To some, the money chase has gone too far. Each branch library has been urged to raise $20,000 over five years, with every $3 raised to be matched by $1 from Pew Charitable Trusts. As a result, librarians routinely sell raffle tickets, water ice and Tootsie Rolls. They've been sent to Friendly's restaurants and Burger King outlets to act as hosts and hostesses on nights when the businesses devote a share of proceeds to the library.

"It's absurd," said Kathy Scott, president of AFSCME Local 2187, the city librarians' union.
After the union filed a grievance last year, library officials made it clear that fund-raising, although encouraged, would not be required of librarians. The union contends, however, that administration policies don't provide enough employee protection. The issue has gone to arbitration.

When the Paschalville Branch closed for renovations, librarians weeded out one-third of the books deemed out of date, too beat up or too little used. Books are commonly pruned at that rate during a renovation, with new books being ordered in the meantime, Bell said. Earlier this year, controversy forced the Free Library to alter its longstanding practice of sending thousands of weeded books to the recycling bins.

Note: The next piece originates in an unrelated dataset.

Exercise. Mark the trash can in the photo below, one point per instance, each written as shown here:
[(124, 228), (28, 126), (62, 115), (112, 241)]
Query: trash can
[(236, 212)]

"I didn't mind it," branch librarian Ferguson said of the weeding. "It's worse having a book that's out of date than not having one at all."

Paradoxically, more open space on a shelf encourages more readers to take books out, Ferguson said; the collection looks more inviting. "You've got to have nice-looking books on the shelves," he said.

In its reincarnation, the Paschalville branch glows under new $2,000 light fixtures that Ferguson picked out himself. They hang from the 30-foot ceilings. New paint work shows off the original inlay of the 1915 building, erected from the fortune of Andrew Carnegie.

A librarian for 24 years, Ferguson, 51, lives in the community, a hardscrabble corner of the city where nearly one-third of families live below the poverty line. He's watched two or three generations troop through the red-brick library building at 70th Street and Woodland Avenue.
He can look across the street to St. Clement Catholic Church, where he is a lay minister.
The library is more popular than ever, with 42,000 items in circulation last year, compared with
39,000 in 1994.

The computers are in great demand, with adults cruising the Internet and writing resumes; school children doing their homework; and preschoolers playing reading-readiness games. The two librarians, two library assistants and a part-time aide are awash in questions about software, network connections, online services.

"It's nice to work in a good building," Ferguson said, sitting in the branch office near a stack of 53 Vietnamese-language videos - a shiny bounty of new acquisitions - being readied for the shelves. "It makes you feel better about yourself."